Thursday, February 28, 2002

Turkey abolishes virginity tests
A story released today by CNN reports that Turkey has overturned a controversial law
that forced schoolgirls suspected of having premarital sex to undergo virginity tests.
The government issued a decree banning forced virginity tests after five schoolgirls
tried to commit suicide by taking rat poison.
A number of teenage girls killed themselves each year because of the tests.
The decree came into force in 1999, but the disciplinary code governing schools that
was only changed this week to remove a reference to "chastity."
The clause referring to the need for chastity remained in the disciplinary code for
state schools and had been used in the past to justify forced virginity tests.
The practice of forced examinations was particularly common in state-run school
dormitories in rural areas of mainly Muslim Turkey, where sex before marriage is frowned
upon.
In extreme cases, it is known for men to kill unmarried female relatives if they are
found to have had premarital sexual relations.

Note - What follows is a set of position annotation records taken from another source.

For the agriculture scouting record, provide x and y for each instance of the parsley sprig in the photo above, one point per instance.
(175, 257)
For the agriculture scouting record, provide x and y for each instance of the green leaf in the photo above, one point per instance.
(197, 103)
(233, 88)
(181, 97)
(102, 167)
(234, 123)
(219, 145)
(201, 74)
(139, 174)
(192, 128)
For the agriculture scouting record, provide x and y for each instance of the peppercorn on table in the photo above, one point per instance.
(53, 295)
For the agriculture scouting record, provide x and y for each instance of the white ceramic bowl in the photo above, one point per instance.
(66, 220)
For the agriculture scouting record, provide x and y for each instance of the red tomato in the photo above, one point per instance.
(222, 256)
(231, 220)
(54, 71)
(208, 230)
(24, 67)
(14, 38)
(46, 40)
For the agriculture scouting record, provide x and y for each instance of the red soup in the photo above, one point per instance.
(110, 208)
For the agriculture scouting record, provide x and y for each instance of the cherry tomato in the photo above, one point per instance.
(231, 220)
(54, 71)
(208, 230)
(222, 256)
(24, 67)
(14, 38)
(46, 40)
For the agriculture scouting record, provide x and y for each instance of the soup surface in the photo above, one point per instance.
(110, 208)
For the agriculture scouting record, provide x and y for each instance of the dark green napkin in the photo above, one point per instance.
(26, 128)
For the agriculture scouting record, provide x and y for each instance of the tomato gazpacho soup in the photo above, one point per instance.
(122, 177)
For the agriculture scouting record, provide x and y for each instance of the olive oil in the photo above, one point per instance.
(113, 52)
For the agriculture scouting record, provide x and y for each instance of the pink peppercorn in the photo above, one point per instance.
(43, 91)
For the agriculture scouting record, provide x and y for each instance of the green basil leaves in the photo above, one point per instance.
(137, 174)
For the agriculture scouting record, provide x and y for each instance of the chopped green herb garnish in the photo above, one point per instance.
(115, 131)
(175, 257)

Turkey is in the process of carrying out a range of reforms aimed at preparing it for
membership of the European Union which is particularly concerned about human rights.
But last year, Turkish Health Minister Osman Durmus ruled as part of a code that
midwife and nursing students must be virgins and could be tested to prove it.
The code, which applied to entrants at specialized medical schools, which have students
aged 13 to 17, outraged feminist groups.